Пришло другое письмо от Гертруды, в котором все, от адреса на конверте до самого желания написать мне, вызывало подозрения. Я сонно читал за завтраком, чувствуя, как частицы ее глупости, которую я заметил с первой же встречи, но делал вид, что не замечаю целых пять лет, вплоть до этого дня, оживают, сливаются с новыми и образуют удушливую атмосферу непроходимого идиотизма.

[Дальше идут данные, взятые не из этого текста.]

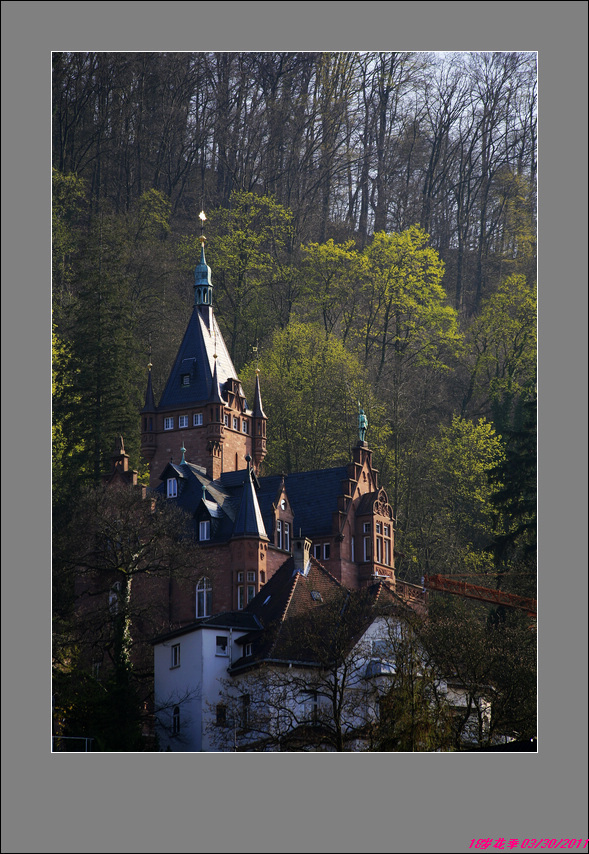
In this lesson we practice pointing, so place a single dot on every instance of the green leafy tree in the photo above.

«Я уверена, что скоро поправлюсь и все будет в порядке, если я побуду у мамы, сама не знаю сколько. Милый мой, бедный, не обижайся, это просто нелепо. Ты понимал меня, как никто, замечательно за мной ухаживал, утешал меня, укреплял. Словом, я тебе все объясню. Мы близко друг от друга, но я не требую, чтобы ты приехал, даже не из-за мамы, я просто чувствую, что теперь я скоро вырвусь из печали и отчаяния, в которые я было погрузилась. Нас разделяют полчаса езды, и здесь есть для нас хорошая комната. Но ты поймешь — ты всегда все понимаешь, — что я хочу побыть одна. Я не решалась тебе это сказать. Пойми, здесь нет ничего, ничего обидного. Во всяком случае, ты мне звони, да ты и звонил, наверное, а тогда, в первый день, я должна была пойти в гости».

Я позвонил, и утешал ее, и уверял снова, что все будет хорошо. Облокотившись о комод, на котором стоял телефон, я ждал соединения и вспоминал ту пору, когда письма от Гертруды сводились к одной запутанной, непечатной фразе, не требующей ни вопросов, ни объяснений, ни ответа.

Итак, она осталась у матери, а я ездил к ней два раза в неделю, спал с ней по субботам, обнимал, пока она не уснет, и убеждался без ревности и без мук, что здесь ее держит какой-то другой мужчина. Остальные ночи я проводил дома, и мне было немного не по себе оттого, что рядом нет крупного тела, которое, подобно шлюзу, удерживало мою печаль. Я старался ее вспоминать, потому что, от ночи к ночи, забывал все прочнее, когда, не ощущая ни ее тепла, ни дыхания, лежал, отделенный стеной от бурь в соседней квартире.

Так текли две недели, и каждое утро я выходил, шел на службу, обходил конторы заказчиков, предавался внезапной грусти, вытянув ноги в приемной и созерцая новые ботинки, вскакивал, когда равнодушная, накрашенная секретарша приглашала меня в кабинет. Там я преображался в радостного кретина, словоохотливого, учтивого и улыбчивого, и вел беседу с кретинами, толстыми и тощими, старыми и подчеркнуто молодыми, но непременно и всюду уверенными в себе, элегантными, порой приветливыми, как правило, поверяющими мне свои общественные и патриотические заботы за дверью с матовым стеклом, под табличками о днях оплаты и о том, что время — деньги, над кипами альманахов, карт, фотопейзажей и литографий.